Der Blinde stand in gespannter Haltung da, die Nasenflügel gebläht, und schnupperte in der Luft.

„Nicht nötig“, sagte Quinn plötzlich. „Hier ist etwas passiert, Silk. Es riecht nach Pulver. Hier ist vor Kurzem eine Schusswaffe abgefeuert worden. Lass uns in den übrigen Räumen nachsehen.“

Silk ließ seinen Arm los und eilte ins Bad. Er riss den Vorhang beiseite und stieß einen unterdrückten Schrei aus. Quinn wusste sofort, was das bedeutete.

„Ein Toter in der Badewanne, Sir!“, rief Silk. „Er hat eine Pistole in der Hand. Die Kugel ist durch die Schläfe in den Kopf gegangen.“

„Tot ‒ bestimmt?“, fragte Quinn.

„Kein Herzschlag mehr, Sir. Aber er ist noch warm. Muss sich eben erst erschossen haben. Ein großer, schlanker Mann mit grauen Schläfen.“

„Ja, das ist Paul Riker. Silk, durchsuch die ganze Wohnung. Wir müssen uns vergewissern, ob auch wirklich niemand hier ist.“

Silk verschloss zunächst die Wohnungstür, durchsuchte dann jeden Winkel der Wohnung, jeden Schrank. Als er ins Schlafzimmer zurückkehrte, stand Quinn immer noch reglos auf derselben Stelle.

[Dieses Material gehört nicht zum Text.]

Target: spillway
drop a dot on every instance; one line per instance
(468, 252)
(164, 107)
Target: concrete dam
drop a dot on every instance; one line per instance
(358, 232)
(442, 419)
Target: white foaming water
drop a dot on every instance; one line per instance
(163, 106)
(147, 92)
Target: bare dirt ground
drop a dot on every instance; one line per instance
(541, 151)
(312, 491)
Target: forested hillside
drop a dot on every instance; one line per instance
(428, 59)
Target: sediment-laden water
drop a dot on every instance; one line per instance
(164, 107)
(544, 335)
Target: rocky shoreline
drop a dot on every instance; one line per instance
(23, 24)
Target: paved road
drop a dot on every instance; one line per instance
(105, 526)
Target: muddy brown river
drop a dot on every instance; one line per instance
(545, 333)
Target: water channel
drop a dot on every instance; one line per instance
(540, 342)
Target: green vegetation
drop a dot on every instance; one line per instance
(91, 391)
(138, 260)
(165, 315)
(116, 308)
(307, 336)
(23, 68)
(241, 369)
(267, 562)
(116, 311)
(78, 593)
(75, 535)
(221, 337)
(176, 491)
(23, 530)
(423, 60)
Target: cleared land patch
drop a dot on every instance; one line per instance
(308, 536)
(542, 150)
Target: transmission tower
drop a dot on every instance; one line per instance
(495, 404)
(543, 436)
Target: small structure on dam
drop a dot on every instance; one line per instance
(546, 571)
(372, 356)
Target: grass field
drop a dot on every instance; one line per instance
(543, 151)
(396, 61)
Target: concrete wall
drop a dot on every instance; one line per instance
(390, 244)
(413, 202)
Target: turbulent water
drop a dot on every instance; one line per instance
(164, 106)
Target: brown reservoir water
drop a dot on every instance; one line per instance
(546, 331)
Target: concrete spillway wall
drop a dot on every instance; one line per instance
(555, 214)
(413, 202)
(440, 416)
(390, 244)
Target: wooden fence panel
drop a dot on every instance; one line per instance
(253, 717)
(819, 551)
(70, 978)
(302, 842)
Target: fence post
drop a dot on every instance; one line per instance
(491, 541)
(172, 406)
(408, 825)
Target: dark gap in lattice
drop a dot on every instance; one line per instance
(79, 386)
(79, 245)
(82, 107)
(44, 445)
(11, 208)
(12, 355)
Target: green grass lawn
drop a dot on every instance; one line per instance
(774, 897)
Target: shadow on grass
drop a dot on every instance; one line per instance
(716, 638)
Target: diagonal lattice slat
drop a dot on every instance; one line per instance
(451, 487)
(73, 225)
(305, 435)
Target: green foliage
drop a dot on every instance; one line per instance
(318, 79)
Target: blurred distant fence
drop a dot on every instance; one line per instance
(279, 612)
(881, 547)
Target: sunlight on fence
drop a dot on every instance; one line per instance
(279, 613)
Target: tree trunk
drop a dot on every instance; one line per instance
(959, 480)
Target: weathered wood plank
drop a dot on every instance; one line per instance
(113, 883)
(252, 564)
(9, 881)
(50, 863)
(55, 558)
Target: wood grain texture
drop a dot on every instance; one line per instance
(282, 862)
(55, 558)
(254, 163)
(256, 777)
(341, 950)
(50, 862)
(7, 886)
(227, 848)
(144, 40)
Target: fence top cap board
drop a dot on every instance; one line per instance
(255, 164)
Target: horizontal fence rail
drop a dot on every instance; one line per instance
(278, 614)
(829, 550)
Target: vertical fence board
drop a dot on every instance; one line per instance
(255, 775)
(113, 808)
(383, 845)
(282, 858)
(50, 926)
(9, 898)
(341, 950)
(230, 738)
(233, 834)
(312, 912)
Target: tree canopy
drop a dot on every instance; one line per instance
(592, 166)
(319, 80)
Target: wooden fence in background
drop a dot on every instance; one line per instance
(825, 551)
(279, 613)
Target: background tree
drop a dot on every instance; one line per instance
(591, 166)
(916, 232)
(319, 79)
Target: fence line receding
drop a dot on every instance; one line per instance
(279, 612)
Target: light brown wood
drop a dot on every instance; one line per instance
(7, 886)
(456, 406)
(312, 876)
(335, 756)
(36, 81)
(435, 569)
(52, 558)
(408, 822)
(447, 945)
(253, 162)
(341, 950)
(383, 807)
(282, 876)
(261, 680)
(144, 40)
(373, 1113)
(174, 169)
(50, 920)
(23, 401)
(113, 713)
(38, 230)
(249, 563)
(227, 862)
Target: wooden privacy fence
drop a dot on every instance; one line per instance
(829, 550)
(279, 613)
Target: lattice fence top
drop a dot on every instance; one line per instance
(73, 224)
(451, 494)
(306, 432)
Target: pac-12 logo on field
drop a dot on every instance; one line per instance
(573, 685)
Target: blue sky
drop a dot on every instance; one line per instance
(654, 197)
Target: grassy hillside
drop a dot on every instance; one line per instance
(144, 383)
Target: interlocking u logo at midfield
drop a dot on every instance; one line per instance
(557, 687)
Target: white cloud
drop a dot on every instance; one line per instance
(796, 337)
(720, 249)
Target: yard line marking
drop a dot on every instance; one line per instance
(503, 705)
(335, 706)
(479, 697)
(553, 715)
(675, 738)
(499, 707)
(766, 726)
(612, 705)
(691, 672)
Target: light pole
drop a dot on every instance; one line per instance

„Wir sind allein in der Wohnung, Sir“, meldete Silk.

„Gut!“

Sofort ging eine auffallende Veränderung mit Quinn vor. Er legte den weißen Stock ab. Seine bisher scheinbar toten, blicklosen Augen wurden plötzlich lebendig und hellwach. Die unsichere Haltung des Blinden fiel von ihm ab wie eine Verkleidung. Mit raschen, sicheren Schritten ging er ins Badezimmer, beugte sich über die Wanne und untersuchte die Leiche.

Vorsichtig durchwühlte er die Taschen des Toten, ohne jedoch etwas Besonderes zu finden.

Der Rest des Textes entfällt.